Reshet TV dismisses two employees behind video which turned out to be a fake news item targeting haredim.
Reshet TV, which operates Israel's Channel 2, on Sunday evening dismissed two workers who were behind a video uploaded to Facebook and which turned out to be a fake news item targeting Charedim.
In the video, which was posted at the end of last week, reporter Guy Hochman was seen walking around a neighborhood in Bnei Brak holding an Israeli flag in order to examine the reactions of the city's residents. He claimed that locals spit on him and threw eggs at him and that he and the crew accompanying him felt "a real danger to their lives," as they put it.
Eyewitnesses, however, said that although the reporter invited an incident by holding the flag in the center of the neighborhood in Bnei Brak with a large concentration of the anti-Zionist Satmar hassidic sect, no one paid him the slightest attention.
Later in the video, however, something does happen.
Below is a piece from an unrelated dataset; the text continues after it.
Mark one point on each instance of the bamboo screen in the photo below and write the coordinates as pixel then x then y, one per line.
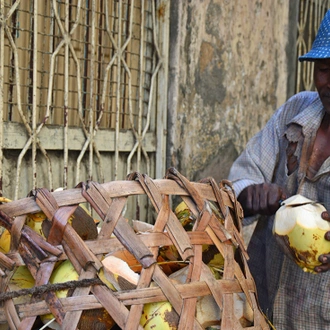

Two motorcyclists are seen standing next to the crew, grabbing the Israeli flag and breaking it.
The video was later revealed by the haredi website Kol Hazman to have been staged by the reporter.
Reshet TV, while at first denying the video was fabricated, chose to remove it from its Facebook page on Friday.
"Unfortunately, while the video that was published is not fabricated, in light of the possible harm to the public's feelings, and in light of the comments received, we decided to remove the video immediately,” the broadcaster said on Friday.
The story of the anti-haredi fake news spread on social media, but received little mainstream media attention at first, except for Arutz Sheva and religious websites.
On Sunday, reported the financial newspaper The Marker, after the video did indeed turn out to be staged, Reshet dismissed both Hochman and his editor.
The broadcaster stressed it is working to ensure such an incident does not occur again and added, toning down the bald fact that those trusted to bring viewers the news stooped to the level where a headline is achieved by fabricating a story defaming haredi Jews "Whether caused by human error or not, all those concerned express remorse and are working to correct it. Memorial Day, and right before Independence Day, is a time to bring people together.”